Vous employez toute votre énergie, votre charisme et votre remarquable capacité à mobiliser les équipes pour faire de ce fleuron de l'audiovisuel public le premier groupe radiophonique français prêt à entrer avec confiance dans l’ère numérique grâce à des finances solides et un dialogue social apaisé. A la tête de cette maison qui nous est chère, vous avez favorisé l'émergence de jeunes talents qui incarnaient à vos yeux l'avenir du service public de la radio.
Votre volonté de faire bouger les lignes, votre goût pour la photographie, vous jouent parfois des tours et c’est sous les cieux de fer et de verre du Grand Palais, en tant que Président de la Réunion des Musées Nationaux, que vous allez réussir un pari ambitieux : faire de cet établissement public un opérateur culturel majeur ouvert sur le monde.
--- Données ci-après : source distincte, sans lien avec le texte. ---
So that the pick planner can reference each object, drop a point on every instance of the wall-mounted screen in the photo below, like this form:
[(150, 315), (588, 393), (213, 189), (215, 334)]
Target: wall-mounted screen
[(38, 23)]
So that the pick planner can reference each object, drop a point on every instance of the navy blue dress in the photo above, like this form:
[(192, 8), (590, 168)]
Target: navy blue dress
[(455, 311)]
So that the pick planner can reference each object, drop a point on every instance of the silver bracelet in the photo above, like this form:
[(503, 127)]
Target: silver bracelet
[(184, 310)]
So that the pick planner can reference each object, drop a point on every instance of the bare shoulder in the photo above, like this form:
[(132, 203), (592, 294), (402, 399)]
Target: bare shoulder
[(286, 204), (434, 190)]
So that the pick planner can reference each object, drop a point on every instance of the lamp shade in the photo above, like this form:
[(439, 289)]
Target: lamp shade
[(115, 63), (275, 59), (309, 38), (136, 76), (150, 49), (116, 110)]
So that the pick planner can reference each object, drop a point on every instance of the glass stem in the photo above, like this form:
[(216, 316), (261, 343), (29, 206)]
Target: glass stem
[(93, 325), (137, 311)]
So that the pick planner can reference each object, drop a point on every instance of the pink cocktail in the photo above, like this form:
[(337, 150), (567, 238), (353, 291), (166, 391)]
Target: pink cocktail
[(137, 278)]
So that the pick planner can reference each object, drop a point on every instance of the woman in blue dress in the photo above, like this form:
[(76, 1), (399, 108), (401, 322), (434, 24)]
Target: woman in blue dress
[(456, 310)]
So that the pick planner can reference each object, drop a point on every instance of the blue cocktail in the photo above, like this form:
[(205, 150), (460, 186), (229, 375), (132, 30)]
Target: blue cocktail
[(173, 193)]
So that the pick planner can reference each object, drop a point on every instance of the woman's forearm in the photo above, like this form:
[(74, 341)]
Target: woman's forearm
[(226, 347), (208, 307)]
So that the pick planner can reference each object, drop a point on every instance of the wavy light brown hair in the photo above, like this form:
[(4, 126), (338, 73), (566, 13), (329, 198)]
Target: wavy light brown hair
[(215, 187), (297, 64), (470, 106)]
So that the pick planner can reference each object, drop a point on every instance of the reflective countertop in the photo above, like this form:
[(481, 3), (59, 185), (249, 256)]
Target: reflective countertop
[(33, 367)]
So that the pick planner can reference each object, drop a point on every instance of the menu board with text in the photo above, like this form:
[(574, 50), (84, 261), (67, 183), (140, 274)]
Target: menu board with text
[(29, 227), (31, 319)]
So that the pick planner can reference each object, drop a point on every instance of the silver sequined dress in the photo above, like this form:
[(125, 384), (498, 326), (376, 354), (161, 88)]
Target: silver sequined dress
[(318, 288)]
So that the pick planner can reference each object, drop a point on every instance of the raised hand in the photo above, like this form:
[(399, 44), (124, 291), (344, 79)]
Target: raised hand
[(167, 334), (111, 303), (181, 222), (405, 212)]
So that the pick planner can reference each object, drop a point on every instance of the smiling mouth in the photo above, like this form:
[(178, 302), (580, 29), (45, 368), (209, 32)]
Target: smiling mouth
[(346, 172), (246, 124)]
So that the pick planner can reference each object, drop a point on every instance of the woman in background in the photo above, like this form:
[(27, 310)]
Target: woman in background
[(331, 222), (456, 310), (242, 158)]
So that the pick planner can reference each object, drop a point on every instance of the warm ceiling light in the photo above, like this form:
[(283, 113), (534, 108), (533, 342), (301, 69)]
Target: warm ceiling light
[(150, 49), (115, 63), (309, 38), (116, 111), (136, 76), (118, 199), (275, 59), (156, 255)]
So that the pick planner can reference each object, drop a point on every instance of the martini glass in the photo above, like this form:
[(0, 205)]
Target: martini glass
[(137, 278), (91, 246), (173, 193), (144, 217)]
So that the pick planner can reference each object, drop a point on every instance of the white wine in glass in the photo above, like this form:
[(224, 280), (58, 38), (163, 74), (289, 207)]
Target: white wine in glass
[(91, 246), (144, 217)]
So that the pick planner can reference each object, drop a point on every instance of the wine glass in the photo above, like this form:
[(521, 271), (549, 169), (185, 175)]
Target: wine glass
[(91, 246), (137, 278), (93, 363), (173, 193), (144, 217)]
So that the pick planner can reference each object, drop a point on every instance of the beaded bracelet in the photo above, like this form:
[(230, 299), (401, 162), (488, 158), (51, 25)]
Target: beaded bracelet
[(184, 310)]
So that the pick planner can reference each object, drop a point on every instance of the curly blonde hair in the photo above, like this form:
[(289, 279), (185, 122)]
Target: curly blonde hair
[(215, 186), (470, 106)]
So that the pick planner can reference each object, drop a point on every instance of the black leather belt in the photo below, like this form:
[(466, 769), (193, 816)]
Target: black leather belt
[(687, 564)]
C’est à vous, grâce au soutien de tous vos
collaborateurs que je salue, que l’on doit la fusion réussie de la RMN et du Grand Palais, l’adhésion des équipes au projet et l’ambition renouvelée d’une programmation exigeante.
Mu par la double volonté de favoriser l’audace artistique et les grands projets populaires portés par un modèle économique viable, vous créez simultanément une direction scientifique et une direction des publics. Le succès du Grand Palais tient précisément à cet équilibre entre les expositions qui permettent au public de découvrir les univers foisonnants, vertigineux et profondément originaux d’artistes comme Helmut Newton, Bill Viola, ou Mapplethorpe, et les rétrospectives, comme celle consacrée au grand roman américain d’Edward Hopper, ou plus récemment à Félix Vallotton ou George Braque, qui attirent un large public. Je pense aussi aux Monumenta de Boltanksi, Anish Kapoor, Buren et bientôt Ilya et Emilia Kabakov, un des prochains grands rendez-vous du public et de l’art contemporain.
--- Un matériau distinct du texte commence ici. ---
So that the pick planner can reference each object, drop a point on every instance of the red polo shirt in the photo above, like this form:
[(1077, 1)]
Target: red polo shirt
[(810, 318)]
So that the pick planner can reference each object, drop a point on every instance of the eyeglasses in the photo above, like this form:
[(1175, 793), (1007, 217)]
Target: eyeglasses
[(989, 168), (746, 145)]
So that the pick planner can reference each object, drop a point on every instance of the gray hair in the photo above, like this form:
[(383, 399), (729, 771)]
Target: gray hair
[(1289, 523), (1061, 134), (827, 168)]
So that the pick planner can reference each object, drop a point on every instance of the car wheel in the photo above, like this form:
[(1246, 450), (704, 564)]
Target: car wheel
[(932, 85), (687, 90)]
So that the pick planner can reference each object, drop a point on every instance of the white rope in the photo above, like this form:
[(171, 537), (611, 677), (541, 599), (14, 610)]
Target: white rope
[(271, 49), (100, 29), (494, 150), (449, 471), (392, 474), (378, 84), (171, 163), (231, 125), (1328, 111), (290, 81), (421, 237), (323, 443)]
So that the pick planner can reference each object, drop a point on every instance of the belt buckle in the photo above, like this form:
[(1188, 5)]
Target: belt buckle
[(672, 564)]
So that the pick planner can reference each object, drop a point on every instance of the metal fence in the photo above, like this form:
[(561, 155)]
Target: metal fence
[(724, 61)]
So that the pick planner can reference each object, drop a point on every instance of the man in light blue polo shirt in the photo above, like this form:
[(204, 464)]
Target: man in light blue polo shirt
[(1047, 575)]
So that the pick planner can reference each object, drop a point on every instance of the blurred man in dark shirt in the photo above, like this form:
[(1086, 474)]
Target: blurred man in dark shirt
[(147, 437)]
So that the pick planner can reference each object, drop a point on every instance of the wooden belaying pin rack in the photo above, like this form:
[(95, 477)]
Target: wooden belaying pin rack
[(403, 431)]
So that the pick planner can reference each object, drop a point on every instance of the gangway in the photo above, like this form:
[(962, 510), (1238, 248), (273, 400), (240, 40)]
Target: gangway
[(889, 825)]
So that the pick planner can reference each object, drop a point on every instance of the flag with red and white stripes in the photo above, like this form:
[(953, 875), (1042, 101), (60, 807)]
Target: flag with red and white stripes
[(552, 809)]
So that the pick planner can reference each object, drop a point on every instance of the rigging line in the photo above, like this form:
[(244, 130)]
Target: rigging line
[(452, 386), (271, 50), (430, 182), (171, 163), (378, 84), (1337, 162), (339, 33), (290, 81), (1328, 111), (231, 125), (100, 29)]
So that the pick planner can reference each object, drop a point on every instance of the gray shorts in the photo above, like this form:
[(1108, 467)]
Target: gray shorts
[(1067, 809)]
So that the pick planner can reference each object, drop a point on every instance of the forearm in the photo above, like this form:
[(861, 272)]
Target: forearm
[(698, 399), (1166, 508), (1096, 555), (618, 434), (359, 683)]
Ayant à coeur d’allier excellence de la programmation et accès de tous à la culture, vous avez fait du Grand Palais et de la RMN, un des vecteurs privilégiés d’une politique culturelle qui fait la force et la fierté de la France. J'en veux pour exemples votre travail avec les associations du champ social qui vous permet d’accueillir les publics empêchés ou éloignés de la culture mais aussi cette remarquable initiative en milieu pénitentiaire qui a fait des détenus de Réau les commissaires d’une exposition d’oeuvres originales dans les murs de la prison ou votre mobilisation autour du grand projet d’éducation artistique et culturelle. Avec
le projet de rénovation qui ouvre grand les portes du Grand Palais au public, vous portez un véritable projet culturel de service public qui favorise la rencontre de chacun avec l'art sous ses formes les plus exigeantes comme les plus populaires.
Cher Jean-Paul Cluzel, c’est pour l'exemplarité d'une carrière hors pair menée avec un mélange d’anxiété et de bonhommie servi par un sens de l'humour désarmant, pour la constance et la force de vos engagements en faveur de la culture et de la justice, que la République distingue aujourd'hui un de ses plus grands et fidèles serviteurs. A travers elle, ce sont tous les acteurs de la culture, dont beaucoup sont parmi nous ce soir, qui vous rendent hommage. Tous ceux que vous avez conquis par votre charisme, votre précieuse ironie et votre légèreté de ton salutaire, votre formidable rigueur professionnelle, votre sens de l'intérêt général, vos généreux conseils. De chacun et, je me permets de le dire, de moi-même, vous vous êtes durablement attaché l’admiration et l’amitié.
Vous incarnez avec une élégance parfaite ce qui pourrait aujourd’hui être la définition de l’honnête homme du 21ème siècle. Cultivé et précis, éclectique, à l’intériorité profonde et impliqué dans la vie citoyenne autant que professionnelle, cosmopolite et éminemment français, sans que jamais chez vous l’intelligence ne nie la sensualité.
Cher Jean-Paul Cluzel, au nom du Président de la République et en vertu des pouvoirs qui nous sont conférés, nous vous faisons Commandeur de la Légion d‘Honneur.